A few interesting things to note about the remaining schedule before we dive into what all of this means for the Raiders. First: what you see above is good news for football fans — 66% of the games listed above (29/44) are between two teams currently in playoff contention, many of which feature two of the AFC teams listed above. At the very least the next five weeks will be exciting.

But what does it mean for the teams involved?

The good news for the Raiders of course is that they face the easiest schedule amongst the three teams vying for the AFC West crown according to opponent win percentage.

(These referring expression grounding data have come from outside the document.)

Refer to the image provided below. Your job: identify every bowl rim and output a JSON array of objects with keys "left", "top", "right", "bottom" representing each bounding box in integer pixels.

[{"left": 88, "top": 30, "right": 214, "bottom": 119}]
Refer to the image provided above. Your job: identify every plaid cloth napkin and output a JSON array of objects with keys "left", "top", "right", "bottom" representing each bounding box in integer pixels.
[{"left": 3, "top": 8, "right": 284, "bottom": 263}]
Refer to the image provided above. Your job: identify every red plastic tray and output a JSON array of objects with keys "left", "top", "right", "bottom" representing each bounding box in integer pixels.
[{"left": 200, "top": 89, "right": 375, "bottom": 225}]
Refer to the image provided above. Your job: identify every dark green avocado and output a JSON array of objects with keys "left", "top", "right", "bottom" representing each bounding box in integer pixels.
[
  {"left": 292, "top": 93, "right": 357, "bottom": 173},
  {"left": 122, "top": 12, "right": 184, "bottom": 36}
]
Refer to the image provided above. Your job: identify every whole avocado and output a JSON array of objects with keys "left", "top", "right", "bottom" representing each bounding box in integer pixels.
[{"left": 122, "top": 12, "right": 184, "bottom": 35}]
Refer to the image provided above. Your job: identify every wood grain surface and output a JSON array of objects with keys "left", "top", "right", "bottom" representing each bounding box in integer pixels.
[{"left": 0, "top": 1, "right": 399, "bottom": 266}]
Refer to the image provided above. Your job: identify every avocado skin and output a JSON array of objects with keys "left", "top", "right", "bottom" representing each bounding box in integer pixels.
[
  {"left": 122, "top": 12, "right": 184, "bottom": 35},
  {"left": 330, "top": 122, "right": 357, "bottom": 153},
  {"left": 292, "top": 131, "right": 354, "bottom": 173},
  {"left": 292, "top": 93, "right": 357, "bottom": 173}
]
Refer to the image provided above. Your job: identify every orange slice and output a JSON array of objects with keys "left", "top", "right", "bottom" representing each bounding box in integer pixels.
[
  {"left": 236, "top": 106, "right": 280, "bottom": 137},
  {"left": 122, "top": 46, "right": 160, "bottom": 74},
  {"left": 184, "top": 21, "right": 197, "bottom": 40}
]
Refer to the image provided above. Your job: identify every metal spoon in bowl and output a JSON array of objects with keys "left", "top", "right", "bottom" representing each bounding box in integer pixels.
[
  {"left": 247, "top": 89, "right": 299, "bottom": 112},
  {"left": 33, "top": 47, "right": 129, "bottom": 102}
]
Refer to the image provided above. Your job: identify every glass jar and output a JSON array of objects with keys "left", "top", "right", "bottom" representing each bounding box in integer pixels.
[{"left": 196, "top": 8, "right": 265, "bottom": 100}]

While there aren’t any Clevelands gimmes, they do get both Indianapolis and Buffalo at home, who are 9th and 11th in the conference, and another match-up against 12th place San Diego.

This, of course, is a bit misleading, because on the flip side, Oakland’s two most important games (KC and Denver) are both on the road. While their overall schedule is ‘easier’, I’m sure they’d take the tougher schedule if it meant getting their divisional rivals at home.

From Oakland’s perspective, I think two wins guarantees them a playoff spot for the following reasons...

For Miami (currently second in wild card), it would require going 4-1 and overcoming Oakland’s advantage in tie-breakers. As it stands, Oakland is 6-1 in the AFC, while Miami is 5-3 (this metric is used as the primary tie-breaker in instances in which there is no head-to-head matchup). Should inter-conference record end in a tie (unlikely given who Miami would have to beat, but who knows), the tie-breaker would move to record against common opponents — where the Raiders also hold an advantage at the moment (3-0, compared to 2-1). Remember, though, lots of games still left to play.

Outside of Miami, two Oakland wins would require everyone else below Miami to go undefeated and would automatically eliminate Baltimore (head-to-head loss), Tennessee (already at six losses) and Houston (head-to-head loss) from wild card contention thanks to tie-breakers (although they could still win their division).

Basically: win twice and a lot would have to go perfectly wrong for Oakland to stay home from the playoffs. Win three times? Denver and Miami would have to go undefeated and earn all tie-breakers, while Kansas City would need to go at least 4-1.

So with all these hypotheticals in mind, let’s ask one last question: what’s most likely to happen?

As it stands, the Raiders are likely to be favored against Buffalo, San Diego and Indianapolis, and underdogs in Kansas City and Denver. Three wins from that bunch (while far from guaranteed) is well within the realm of possibilities. The more surprising outcome would actually be Oakland losing three of those games and putting their playoff spot in jeopardy.

As far as the division goes, things get complicated thanks to all the head-to-head stuff left to happen. Wins against Denver and Kansas City on the road would (obviously) all but guarantee Oakland the division crown barring a let down in their other three games. That said, Oakland could afford to stumble once or twice and still win the division if the chips fall the right way. But why risk it? The easiest way to lock this thing up is simple: win ‘em all.